Proper Cleanup of OptixDeviceContext

Hello everyone!

I am using OptiX 8.0 for a project, and while optimizing memory usage I noticed something that looks like a GPU memory leak, but which is likely to also be a misunderstanding on my part, hence, my question below.

I set up a simple for-loop in C++ which calls optixDeviceContextCreate and optixDeviceContextDestroy repeatedly. I notice that as this runs, my GPU memory usage grows slow and steady.
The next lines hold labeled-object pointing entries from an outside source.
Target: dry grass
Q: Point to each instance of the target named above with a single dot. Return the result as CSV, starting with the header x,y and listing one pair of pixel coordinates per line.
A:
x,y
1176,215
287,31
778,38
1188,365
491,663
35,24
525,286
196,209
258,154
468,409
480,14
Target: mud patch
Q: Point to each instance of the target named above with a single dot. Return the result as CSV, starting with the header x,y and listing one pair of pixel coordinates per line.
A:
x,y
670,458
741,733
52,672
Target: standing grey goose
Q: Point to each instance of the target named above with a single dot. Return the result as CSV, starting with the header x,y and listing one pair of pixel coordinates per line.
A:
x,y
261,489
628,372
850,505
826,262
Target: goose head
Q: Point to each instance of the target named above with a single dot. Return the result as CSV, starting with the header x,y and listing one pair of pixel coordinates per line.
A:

  • The VRAM usage keeps growing with more iterations. E.g., if I set it to 2.5k, the program will go from ~230 MiB VRAM to >1.1 GiB VRAM.
  • This isn’t a critical issue—I understand it’s uncommon to actually create/destroy thousands of contexts in a single application; I just want to confirm my understanding of how the API works.
  • Is this expected? If not, what is the correct way to fully clean up the OptiX device context?

Thank you in advance!

Please find additional information like a repro program below

My system:

Ubuntu 20.04.6 LTS
GPU: NVIDIA RTX 4500 Ada Generation
Driver: 570.133.20
CUDA Driver Version: 12.8
CUDA Runtime Version: 12.6
OptiX Header Version: 8.0.0

Snippet to reproduce this leak (requires only CUDA RT API and the OptiX headers). Disclaimer: After I identified the strange memory behavior, I created the repro snippet with help from an AI code assistant.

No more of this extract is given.